Having different trackers that operate on bounding boxes is nice,  I'm hoping to move the training object around infront of the robot and capture good bounding box definitions and the associated label that is being trained. 

It would be fantastic if the robot automatically chose the proper bounding box size, but for now, I'll probably just say something like "look at this small object"  "look at this large object"  ... to denote a default box size to choose for this training object... 

We could target the final image resolution to be 224x224 so it can be input directly to VGG16 without having to resize...   ah.. so muich to do..



miketalmage's picture


This is what Iam currently working on for my inmoovbut i have a lot of stuff to do still it uses histgrams from different detections and then choose object blob or movement, but with every workaround I run into 6 more problems mainly trying to convert c++ and c sharp to java


kwatters's picture

Tracking is hard, don't re-invent the wheel.

I applaud your efforts to implement your own optical tracking.  Reality is, there are many researchers that have worked up these algorithms and contributed them to OpenCV.  That's all written in C/C++.  We use JavaCV which under the covers is actually calling the OpenCV C libraries via JNI. 
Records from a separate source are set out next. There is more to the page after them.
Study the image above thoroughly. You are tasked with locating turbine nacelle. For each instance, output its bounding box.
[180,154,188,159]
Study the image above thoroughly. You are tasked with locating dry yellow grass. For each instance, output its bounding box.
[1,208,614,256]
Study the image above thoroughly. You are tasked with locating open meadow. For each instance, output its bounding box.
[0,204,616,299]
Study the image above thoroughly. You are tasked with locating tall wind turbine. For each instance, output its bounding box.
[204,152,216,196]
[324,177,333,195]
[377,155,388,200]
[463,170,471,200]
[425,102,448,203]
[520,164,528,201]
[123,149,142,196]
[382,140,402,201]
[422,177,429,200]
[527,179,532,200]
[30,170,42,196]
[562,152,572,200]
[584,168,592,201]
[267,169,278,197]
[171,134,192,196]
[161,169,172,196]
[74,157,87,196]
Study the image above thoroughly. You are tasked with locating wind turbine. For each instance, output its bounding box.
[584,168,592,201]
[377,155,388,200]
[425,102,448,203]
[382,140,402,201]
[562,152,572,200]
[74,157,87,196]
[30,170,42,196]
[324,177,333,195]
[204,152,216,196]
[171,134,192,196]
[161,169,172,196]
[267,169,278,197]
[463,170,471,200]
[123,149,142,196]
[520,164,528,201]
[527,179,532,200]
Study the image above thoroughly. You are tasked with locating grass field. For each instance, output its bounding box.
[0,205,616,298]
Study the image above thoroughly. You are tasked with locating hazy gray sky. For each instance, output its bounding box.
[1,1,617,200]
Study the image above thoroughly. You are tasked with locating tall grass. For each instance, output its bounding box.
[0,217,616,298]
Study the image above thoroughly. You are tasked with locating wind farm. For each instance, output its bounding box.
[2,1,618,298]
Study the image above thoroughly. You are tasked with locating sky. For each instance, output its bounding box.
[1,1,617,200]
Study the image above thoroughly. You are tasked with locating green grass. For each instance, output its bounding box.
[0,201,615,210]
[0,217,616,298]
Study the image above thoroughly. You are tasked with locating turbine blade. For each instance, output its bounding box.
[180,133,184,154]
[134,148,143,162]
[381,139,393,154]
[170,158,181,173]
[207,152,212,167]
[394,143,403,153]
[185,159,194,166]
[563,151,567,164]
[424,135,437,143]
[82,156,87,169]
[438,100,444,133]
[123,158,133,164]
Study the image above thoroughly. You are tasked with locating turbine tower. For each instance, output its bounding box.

There are a bunch of tracking algorithms and options...  Some of these algorithms give you a point to track, others provide a bounding box.  As the object moves the bounding box size scales appropriately so you can detect if the object is closer or farther away based on box size.

I guess I'm curious, what are you porting over to java ?  We might be able to provide examples?  Are you currently working with OpenCV or are you rolling your own stuff from the ground up?